I don’t remember much of that phone call other than Jim wanted me to believe that it was a God-thing.  A miracle.  I was scheduled for an interview with a local consulting company that had ties with local millionaires and at the behest, most likely, of a local billionaire, war hero and visible owner of a local professional sports organization. From that day, forward, my life would be rescued from the garbage pile of overly ambitious programmers who dared to work their program and stay sober in spite of their best efforts to destroy themselves.

It would have taken a local billionaire with considerable influence to employ an IT developer who had been out of the profession for some three years.  I was just twisting in the breeze, rotting inside a husk of my former self.  I had been black-balled in town just as my former employer had promised nearly a decade prior, when I dared cross the threshold of HIS company with less than an enthusiastic embrace of a work ethic not duplicated anywhere except maybe Silicon Valley, or a southern plantation, but for astronomically smaller compensation or promise.  A retired college professor in the AA program told me after I explained my 13 year journey in educational testing, that the reason why the fights in the Academy are so vicious is because, “the stakes are so low.” While I cannot say that ensuring a consistent primary education across the country is of little consequence, I do not think there are any parents reading this tome who would suggest that the K-12 public education system in the United States is “world class.”  Clearly that “industry” needs more than I, or any of my considerably talented colleagues, could give it.

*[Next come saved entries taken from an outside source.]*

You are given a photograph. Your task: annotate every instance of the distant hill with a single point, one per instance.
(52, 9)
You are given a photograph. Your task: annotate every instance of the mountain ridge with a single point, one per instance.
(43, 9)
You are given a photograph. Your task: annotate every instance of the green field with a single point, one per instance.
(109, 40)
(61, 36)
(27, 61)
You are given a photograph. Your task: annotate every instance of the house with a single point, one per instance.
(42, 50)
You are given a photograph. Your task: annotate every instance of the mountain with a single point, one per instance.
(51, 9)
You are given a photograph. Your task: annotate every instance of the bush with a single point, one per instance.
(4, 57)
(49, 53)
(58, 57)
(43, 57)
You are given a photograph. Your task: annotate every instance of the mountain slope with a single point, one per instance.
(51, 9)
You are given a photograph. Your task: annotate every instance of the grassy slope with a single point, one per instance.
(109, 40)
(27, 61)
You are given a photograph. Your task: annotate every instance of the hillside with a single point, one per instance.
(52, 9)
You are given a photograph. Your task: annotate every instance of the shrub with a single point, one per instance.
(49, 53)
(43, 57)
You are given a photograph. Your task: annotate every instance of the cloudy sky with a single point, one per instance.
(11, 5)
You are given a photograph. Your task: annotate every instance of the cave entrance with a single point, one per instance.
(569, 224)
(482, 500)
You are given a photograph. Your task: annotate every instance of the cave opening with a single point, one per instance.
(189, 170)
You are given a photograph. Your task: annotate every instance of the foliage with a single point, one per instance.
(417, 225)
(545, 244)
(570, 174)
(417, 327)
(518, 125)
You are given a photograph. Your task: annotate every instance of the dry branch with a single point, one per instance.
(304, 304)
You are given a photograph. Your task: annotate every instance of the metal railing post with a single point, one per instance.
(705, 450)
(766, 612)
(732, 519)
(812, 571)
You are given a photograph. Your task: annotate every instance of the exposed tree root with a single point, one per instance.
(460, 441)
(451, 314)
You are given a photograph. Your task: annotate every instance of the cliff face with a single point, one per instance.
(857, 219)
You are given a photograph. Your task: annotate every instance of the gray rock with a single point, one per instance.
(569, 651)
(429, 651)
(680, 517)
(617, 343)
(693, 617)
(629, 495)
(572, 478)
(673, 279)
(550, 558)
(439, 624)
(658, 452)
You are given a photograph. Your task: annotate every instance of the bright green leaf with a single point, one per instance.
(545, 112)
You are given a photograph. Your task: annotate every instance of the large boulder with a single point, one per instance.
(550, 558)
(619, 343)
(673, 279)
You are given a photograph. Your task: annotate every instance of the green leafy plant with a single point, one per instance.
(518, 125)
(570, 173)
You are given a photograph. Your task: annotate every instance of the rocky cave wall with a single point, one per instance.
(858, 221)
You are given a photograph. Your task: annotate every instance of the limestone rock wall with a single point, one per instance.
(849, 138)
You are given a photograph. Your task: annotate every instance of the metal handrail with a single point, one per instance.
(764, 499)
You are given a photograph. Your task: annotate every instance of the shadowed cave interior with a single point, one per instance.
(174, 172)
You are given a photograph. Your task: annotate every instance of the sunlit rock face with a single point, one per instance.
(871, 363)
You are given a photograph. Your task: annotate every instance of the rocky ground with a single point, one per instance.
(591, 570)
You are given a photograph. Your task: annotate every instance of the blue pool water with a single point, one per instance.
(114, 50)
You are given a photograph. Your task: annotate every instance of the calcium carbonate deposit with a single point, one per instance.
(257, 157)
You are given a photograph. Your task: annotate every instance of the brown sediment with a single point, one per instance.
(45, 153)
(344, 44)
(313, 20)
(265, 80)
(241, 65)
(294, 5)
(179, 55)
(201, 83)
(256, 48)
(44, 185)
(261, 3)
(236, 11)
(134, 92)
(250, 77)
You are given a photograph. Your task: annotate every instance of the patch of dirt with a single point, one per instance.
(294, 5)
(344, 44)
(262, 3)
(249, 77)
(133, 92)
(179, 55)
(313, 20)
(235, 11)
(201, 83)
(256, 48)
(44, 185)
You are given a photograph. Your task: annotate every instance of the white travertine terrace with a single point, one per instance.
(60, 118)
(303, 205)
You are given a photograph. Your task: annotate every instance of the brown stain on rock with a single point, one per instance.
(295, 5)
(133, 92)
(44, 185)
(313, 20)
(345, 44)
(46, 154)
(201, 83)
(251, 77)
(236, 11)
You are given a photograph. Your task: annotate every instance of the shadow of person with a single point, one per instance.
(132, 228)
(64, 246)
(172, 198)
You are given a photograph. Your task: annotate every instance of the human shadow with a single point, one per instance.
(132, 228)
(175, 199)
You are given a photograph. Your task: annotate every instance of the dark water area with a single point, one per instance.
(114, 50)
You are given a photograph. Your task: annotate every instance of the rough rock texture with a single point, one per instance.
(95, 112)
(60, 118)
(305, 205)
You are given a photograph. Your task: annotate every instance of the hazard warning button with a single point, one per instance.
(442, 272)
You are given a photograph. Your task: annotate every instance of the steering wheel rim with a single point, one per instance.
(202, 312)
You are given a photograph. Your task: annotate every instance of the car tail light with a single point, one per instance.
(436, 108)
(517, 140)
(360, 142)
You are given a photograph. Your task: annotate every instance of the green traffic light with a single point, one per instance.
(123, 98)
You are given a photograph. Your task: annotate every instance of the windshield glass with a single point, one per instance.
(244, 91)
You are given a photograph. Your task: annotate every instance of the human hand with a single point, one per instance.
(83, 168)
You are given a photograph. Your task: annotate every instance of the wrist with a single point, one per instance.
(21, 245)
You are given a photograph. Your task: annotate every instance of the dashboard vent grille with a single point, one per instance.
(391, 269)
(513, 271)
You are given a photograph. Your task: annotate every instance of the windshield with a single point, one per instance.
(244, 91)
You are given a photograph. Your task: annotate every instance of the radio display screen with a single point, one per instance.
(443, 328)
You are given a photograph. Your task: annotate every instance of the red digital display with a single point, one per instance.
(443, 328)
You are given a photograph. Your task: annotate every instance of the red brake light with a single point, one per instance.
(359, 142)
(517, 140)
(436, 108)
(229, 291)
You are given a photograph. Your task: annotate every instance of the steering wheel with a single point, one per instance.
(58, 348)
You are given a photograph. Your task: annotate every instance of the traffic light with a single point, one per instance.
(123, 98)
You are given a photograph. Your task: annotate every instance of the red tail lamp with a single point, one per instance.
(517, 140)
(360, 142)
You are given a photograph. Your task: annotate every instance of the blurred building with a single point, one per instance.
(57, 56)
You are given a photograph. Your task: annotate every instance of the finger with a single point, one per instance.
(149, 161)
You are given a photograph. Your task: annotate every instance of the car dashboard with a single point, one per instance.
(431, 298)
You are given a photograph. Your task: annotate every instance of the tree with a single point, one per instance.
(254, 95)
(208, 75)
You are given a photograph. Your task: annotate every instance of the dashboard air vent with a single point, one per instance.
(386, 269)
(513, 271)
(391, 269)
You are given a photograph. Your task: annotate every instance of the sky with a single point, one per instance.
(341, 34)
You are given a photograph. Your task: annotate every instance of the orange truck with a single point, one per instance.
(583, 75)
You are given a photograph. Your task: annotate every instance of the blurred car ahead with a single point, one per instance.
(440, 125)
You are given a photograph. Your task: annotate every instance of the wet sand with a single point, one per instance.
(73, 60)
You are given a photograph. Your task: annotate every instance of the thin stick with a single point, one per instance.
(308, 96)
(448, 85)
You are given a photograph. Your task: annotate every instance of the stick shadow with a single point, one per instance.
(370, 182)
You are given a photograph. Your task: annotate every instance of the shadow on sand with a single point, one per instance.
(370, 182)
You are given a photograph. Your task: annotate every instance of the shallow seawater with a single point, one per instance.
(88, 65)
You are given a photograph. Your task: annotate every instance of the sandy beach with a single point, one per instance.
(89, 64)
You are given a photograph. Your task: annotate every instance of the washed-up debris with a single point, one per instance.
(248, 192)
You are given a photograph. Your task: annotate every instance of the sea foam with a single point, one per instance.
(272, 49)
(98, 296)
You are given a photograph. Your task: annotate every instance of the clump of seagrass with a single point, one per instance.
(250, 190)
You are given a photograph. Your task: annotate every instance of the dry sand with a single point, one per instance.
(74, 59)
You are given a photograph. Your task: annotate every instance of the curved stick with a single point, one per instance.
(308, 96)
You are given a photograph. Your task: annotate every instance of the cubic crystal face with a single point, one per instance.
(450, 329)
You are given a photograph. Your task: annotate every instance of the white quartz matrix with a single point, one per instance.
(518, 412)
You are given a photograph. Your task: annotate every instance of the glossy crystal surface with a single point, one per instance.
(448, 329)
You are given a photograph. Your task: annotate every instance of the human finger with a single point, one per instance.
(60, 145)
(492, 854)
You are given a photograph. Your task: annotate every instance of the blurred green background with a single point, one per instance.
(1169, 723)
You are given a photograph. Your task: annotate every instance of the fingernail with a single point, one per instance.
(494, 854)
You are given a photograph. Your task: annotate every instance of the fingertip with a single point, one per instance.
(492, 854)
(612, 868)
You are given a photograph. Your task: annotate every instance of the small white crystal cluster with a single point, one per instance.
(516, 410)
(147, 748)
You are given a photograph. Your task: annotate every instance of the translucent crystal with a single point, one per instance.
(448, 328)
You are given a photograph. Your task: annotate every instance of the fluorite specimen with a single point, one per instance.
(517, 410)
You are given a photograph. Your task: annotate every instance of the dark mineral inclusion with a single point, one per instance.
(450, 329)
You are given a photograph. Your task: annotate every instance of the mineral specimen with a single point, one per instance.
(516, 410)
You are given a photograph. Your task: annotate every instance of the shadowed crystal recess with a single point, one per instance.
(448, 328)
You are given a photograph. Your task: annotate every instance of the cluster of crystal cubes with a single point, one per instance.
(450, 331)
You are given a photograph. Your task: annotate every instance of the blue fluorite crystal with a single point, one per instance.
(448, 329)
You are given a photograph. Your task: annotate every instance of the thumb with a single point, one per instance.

I could go on and on about my life after this seminal moment in my thirty years of sobriety, and I will at another time, but I’ve said more than enough to illustrate how desperate an alcoholic can be  at twelve years abstinent, and the importance of the love of the people we get to know in Alcoholics Anonymous.  The miracle isn’t just that we come and stick around; it is not even that we come to believe, together, in a power greater than ourselves who loves us until we can love ourselves and each other.  The miracle is, also, that we freely choose to keep going,  to keep believing,  to keep trying to shoulder the burdens of our ancestors and of a world that is, quite often, beneath our lowest, most reasonable, expectations.  We do this out of love for this AA outfit and we do it for us.  Alcoholics Anonymous is about us.  Not you, not me, not even of any one group you might call “home.”  It is about our love and belief in the 12 Steps of AA, the 12 Traditions of AA and the giants on whose shoulders each and every one of us stands to tell the world, “Yes.  Yes, there is a solution to all of your problems.”  A loving God placed that solution right on top of my problem so that anyone at a complete loss could find it.  He placed the steps of the program in order so any simpleton could work them, and even numbered them for intellectuals like me.  And yet, I was so busy trying to look outside of myself for the magic of salvation from alcohol that I missed the obvious fact that a loving God does not hide what is earnestly sought after. Alcoholics Anonymous is about us  ̶ we, the afflicted  ̶ who somehow found the power in our powerlessness to become willing to be honest with ourselves.  And my experience has proven to me that fear of people is absolutely linked to my fear of economic insecurity, or even the whispers that still seem to come from behind all those pretty bottles.